Que la meilleure gagne et tous les coups sont permis. À ce jeu, la presse constitue une alliée de poids. Si les journalistes se délectent du moindre ragot qu’ils pourront offrir à leurs lecteurs, les secrets de tournage contribuent à créer de la publicité autour du film : le producteur et le réalisateur se frottent les mains, tandis que les femmes voient leurs corps être utilisés comme des armes à leur encontre. Tandis que le réalisateur Aldrich fait courir des rumeurs au sujet de la poitrine refaite de Joan Crawford, celle-ci répond en déclarant que Bette Davis a l’air si vieille qu’elle pourrait être sa mère. Pensant pouvoir mieux contrôler la situation en y prenant part, elles ne réalisent pas qu’elles sont en réalité les marionnettes d’un système duquel elles seront toujours les perdantes : alors que le film fait un carton dans les box-offices, leurs téléphones restent désespérément silencieux, leur rappelant que malgré leur talent, leur carrière est bel et bien derrière elles.
A girls’ club
« Rien ne change. Peu importe leur liberté, les femmes feront toujours ce qu’elles font quand elles sont acculées : se bouffer entre elles et utiliser les os comme cure-dents. » commente Olivia de Havilland, incarnée par Catherine Zeta-Jones.
Triste constat que la série Feud nuance toutefois en nous proposant des portraits de femmes qui n’ont pas peur de saisir leur destin à pleines mains. L’élément déclencheur de la série lui-même n’est-il pas la décision de Joan Crawford de ne pas rester les bras croisés, partant à la bibliothèque pour tenter de trouver le récit d’une femme protagoniste qui ne soit « ni une mère, ni une ingénue, ni une gorgone » ? Une entreprise qui donnera lieu à l’adaptation cinématographique de What happened with Baby Jane ?, qu’elle soufflera au creux de l’oreille du réalisateur.

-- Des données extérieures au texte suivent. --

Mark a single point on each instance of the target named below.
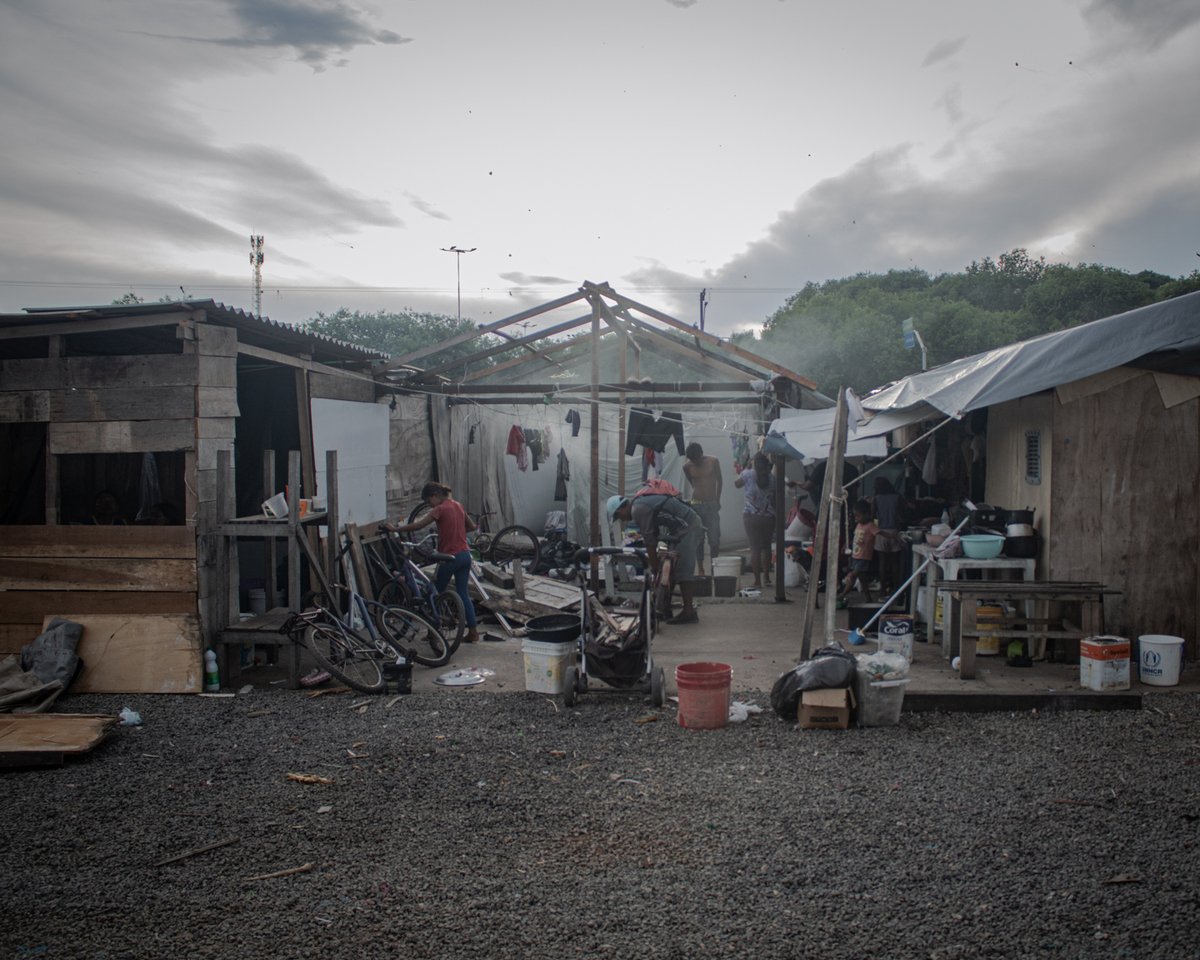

Pauline, l’assistante de ce dernier le surprend en lui tendant un script qu’elle a elle-même écrit. « Je crois que je suis réalisatrice. Non, je suis réalisatrice. » dit-elle d’un ton déterminé. Difficile de ne pas se sentir impostrice quand on est une pionnière. Quant à Bette Davis, bien décidée à ne plus croire aux vaines promesses de rôles jamais tenues, elle déclare “ »Cette ville [Hollywood] a toujours été un “boys club” et les garçons ne sont pas polis. Ils ne vont pas me tenir la porte et je vais devoir la défoncer, comme je l’ai toujours fait. »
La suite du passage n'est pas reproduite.